Search code examples
asp.netiisutf-8globalization.net-4.8

Why might there be a UTF-8 BOM at the end (as the last bytes) of each IIS response?


At the end of every page that runs through the IIS pipeline that emits a Content-Type with charset (per the <globalization> element), the UTF-8 BOM is added at the end of the response. This is invalid and breaks UpdatePanel usages.

If the BOM is added, it should be the first character..

curl | xxd shows the last three bytes as EF BB BF, or the UTF-8 BOM.

0002b830: 2f62 6f64 793e 0d0a 3c2f 6874 6d6c 3eef  /body>..</html>.
0002b840: bbbf                                     ..

Notes:

  • This issue does not plague the responses that come via the Static File handler. This indicates the issue is within the managed / ASP.NET pipeline.

  • This issue still occurs if calling Request.End() immediately after writing some dummy data. This should imply that the the issue is not caused by any further request handler or soft-wrapper, as it results in ThreadAbortException propagation.

  • MVC and ASP.NET WebForm pages are affected in the same way.

  • ASHX requests are not affected.

  • The issue started, or at least became very apparent, when changing to use <globalization responseEncoding="utf-8" ..>.

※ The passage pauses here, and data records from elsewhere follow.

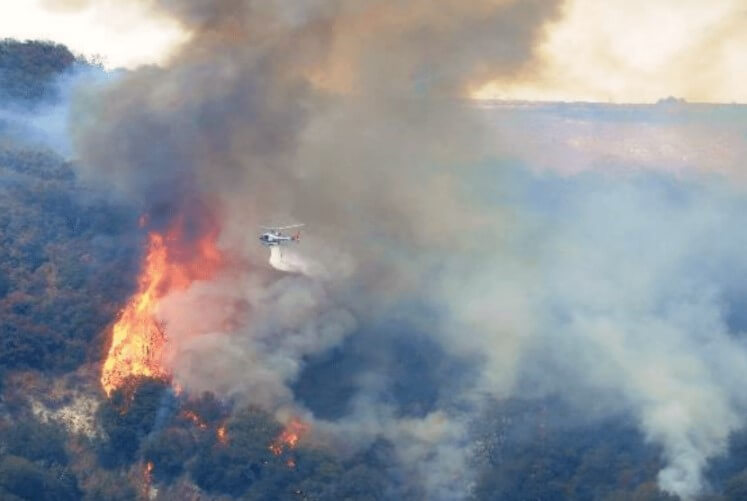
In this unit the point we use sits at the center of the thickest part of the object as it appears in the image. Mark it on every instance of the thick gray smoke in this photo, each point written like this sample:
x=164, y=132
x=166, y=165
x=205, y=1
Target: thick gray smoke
x=344, y=115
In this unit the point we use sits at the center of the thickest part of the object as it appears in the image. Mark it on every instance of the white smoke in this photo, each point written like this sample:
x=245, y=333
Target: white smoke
x=286, y=259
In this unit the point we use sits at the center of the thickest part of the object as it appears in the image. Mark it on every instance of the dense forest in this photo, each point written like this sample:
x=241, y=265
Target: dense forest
x=68, y=258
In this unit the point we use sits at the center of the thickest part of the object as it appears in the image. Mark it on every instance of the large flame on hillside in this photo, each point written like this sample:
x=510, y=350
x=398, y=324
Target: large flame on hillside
x=294, y=431
x=138, y=338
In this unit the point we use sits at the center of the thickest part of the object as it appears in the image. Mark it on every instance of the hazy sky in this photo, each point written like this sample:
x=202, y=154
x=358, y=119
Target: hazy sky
x=612, y=50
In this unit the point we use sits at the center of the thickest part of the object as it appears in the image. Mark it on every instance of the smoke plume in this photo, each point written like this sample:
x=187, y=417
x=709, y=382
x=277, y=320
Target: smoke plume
x=346, y=116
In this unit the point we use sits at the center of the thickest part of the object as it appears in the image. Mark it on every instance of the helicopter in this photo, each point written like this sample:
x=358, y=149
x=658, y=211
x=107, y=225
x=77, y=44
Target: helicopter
x=274, y=236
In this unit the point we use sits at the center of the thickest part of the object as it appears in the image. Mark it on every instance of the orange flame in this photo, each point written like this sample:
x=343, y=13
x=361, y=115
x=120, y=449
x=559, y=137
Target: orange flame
x=222, y=434
x=288, y=439
x=196, y=420
x=138, y=338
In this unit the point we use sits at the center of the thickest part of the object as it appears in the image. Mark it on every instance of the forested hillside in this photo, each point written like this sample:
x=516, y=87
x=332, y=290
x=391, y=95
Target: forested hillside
x=69, y=258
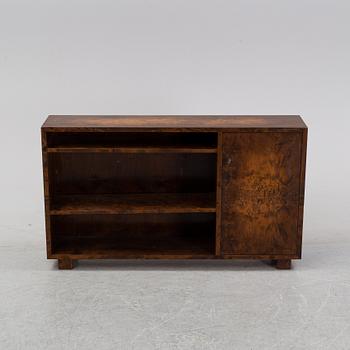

  • Such a BOM / character does indeed not appear at the end of the source files used in the requests, much less in every single file affected.. (the codebase has no non-starting/BOM occurrences of \xEF\xBB\xBF, nor any occurrences of \xFE\xFF or \xFF\xFE.)

All IIS modules that do not ship with IIS or ASP.NET MVC have already been removed and the issue persists.

What may be the issue, and what are the next steps in troubleshooting?


Solution

  • The issue is entirely ASP.NET-pipeline related, due to some awesome "handlers" that were added to both the MVC Pipeline (via Filter registered in Global.asax) and via WebForms (added via a base page..); both forms ended up re-assigning HttpContext.Response.Filter to a special delegate .. or in this case, multiple wrapped delegates.

    These "handlers" effectively resulted in writing one stream's content, followed by the empty-except-for-BOM response from another "handler", and the effect was similar to:

     _stream.Write(someOutputBuffer, ..);
     _stream.Write(originalBuffer, ..);
    

    So if the originalBuffer happened to be empty-except-for-BOM the output would have the BOM appended at the "end", as oppose to an equally-invalid location somewhere in the middle of the response..

    Switching to the UTF-8 response encoding caused the behavior because each of these "handlers" opened up a stream with the current response encoding, which had switched to UTF-8, and the default UTF-8 encoding will emit a BOM by default.

    The fix was to create the UTF-8 encoding used in a way that specifies not to emit the BOM by default, instead of using the Response.ContentEncoding (UTF-8 with BOM) directly. (The code is entirely suspect, although that’s a task for another day..)

    tldr; janky "handlers" aren't always installed as IIS modules/handlers.